What was meant as the savior of the uninsured and those who cannot afford health insurance, ACA, is in trouble. The trouble is not finding folks who need and want the insurance, it is finding health care providers who will accept the insurance for medical services.
A good friend of mine was in need of medical help, a visit to a local hospital shed a great deal of light on exactly what is going on. His policy which was purchased through the “Covered California” (www.coveredca.com) system is now not being accepted in many parts of Northern California. The result is he was allowed access to health care via an emergency room but was told his policy would not cover the next tier of expenses.
Unfortunately, he is not alone, many are finding that the “two tiered” system is highly segregated when it comes to medical services, all are not available. A “two tiered” system is simple, basic services are covered but anything else is based on the patient’s ability to pay. Medical services are not just freely handed out; they are based on money. The basic coverage is extended to anyone who has applied and purchased any health insurance through the ACA, extra services are just that….extra.
The answer could not be more basic, the amount of money offered as cost reimbursements for medical care is not enough to cover the medical providers expense, let alone make a profit. This simple part of the ACA is decimating the entire system and it will drive people back to where they came from, the emergency room. Once that happens, people will discontinue the policies purchased under the ACA and the system will fall directly onto the shoulders of the US Taxpayer.
Many who have purchased health insurance offered through the AFA have discovered how difficult it is to even make an appointment with a physician, the first question always is: “What is your health care insurance?”
The goal of the Affordable Care Act, which took effect in 2013, was to provide insurance to tens of millions of uninsured or under insured Americans. The program has been a success when you look at the number of policies issued, about 20 million Americans have signed up, more than ½ uninsurable.
Commuting that success to an ongoing sustainable system has proven to be unsuccessful. There simply is not enough money to go around and those with the short straw are those that need it most.
What should our next direction be for the ACA? Sadly, there is no real answer other than the obvious one, that being a health care system supported by tax payers. If that is the direction, the timing will fall on the next administration and clearly no political party wants anything to do with the AFA, regardless of what their campaign rhetoric is.
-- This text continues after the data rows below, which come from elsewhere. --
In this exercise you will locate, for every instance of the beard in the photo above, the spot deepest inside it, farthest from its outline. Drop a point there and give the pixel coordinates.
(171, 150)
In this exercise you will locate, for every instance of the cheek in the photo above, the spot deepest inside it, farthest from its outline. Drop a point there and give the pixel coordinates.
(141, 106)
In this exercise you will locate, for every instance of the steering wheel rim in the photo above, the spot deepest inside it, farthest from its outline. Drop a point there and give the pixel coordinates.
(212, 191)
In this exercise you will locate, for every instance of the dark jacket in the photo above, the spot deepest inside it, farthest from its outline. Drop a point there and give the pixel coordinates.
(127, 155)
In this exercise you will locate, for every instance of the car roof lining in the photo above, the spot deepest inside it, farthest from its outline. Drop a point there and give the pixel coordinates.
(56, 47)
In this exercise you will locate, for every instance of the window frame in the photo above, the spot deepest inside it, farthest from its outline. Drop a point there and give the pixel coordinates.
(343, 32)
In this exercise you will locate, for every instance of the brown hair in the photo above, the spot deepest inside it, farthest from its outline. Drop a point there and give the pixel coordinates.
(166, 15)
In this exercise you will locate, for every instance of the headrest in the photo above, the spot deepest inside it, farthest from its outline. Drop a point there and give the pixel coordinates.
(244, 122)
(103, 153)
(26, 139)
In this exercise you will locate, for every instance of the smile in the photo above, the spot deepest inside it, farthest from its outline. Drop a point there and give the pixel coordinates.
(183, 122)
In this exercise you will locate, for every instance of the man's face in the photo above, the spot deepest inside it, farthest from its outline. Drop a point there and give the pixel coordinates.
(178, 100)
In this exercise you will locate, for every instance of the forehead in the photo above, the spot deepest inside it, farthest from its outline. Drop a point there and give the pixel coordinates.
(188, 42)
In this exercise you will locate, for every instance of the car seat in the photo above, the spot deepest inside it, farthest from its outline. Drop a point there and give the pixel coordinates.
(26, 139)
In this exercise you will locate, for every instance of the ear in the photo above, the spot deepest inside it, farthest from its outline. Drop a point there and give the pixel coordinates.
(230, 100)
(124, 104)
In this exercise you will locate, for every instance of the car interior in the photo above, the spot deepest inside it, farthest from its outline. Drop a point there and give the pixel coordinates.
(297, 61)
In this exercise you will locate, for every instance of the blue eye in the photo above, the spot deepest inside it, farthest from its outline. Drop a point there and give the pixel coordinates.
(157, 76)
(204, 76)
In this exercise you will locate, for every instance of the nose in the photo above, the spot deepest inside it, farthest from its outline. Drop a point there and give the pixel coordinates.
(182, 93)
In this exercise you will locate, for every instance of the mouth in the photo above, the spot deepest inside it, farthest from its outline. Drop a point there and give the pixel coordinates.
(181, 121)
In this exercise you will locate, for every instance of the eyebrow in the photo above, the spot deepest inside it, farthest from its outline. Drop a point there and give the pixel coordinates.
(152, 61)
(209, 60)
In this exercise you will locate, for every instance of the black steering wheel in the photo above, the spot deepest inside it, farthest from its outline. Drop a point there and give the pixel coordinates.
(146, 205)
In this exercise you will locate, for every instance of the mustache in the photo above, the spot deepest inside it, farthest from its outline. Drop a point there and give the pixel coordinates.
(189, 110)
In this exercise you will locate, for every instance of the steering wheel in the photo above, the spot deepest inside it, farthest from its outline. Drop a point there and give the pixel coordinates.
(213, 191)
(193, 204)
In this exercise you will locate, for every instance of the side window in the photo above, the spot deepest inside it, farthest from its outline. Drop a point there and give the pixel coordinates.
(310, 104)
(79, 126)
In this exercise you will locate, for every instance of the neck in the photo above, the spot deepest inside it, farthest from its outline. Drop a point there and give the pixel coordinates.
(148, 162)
The ACA was a gallant and noble idea, born years ago by Theodore Roosevelt and then again by JFK. Reality has proven to be a grounding effect, the AFA is and will fail without taxpayer financing. In doing so, the profit motive of American insurance companies will conflict with tax liability and who really knows what to expect, it will be an enormous mess.
Critics will first jump to the model for Medicare, those who over 65 that are covered by health insurance. Reality bites into that is also with the lowered amount of medical care reimbursements. The bigger problem with Medicare is those enrolled are generally out of their income producing phase and extra medical expense can sometimes be a huge financial burden. Plus, those retire have a retirement income from Social Security and of course we know what that means, congress has access to a cash flow source in case it needs more funding for health care. A truly vicious cycle.
Recently a federal judge ruled that part of the reimbursement program for very low income people was not authorized by congress, which of course means that approval will need to be granted. No one really knows what the next action will be.
Who loses? Obviously those who can afford it least, the poor and those soon to be uninsured.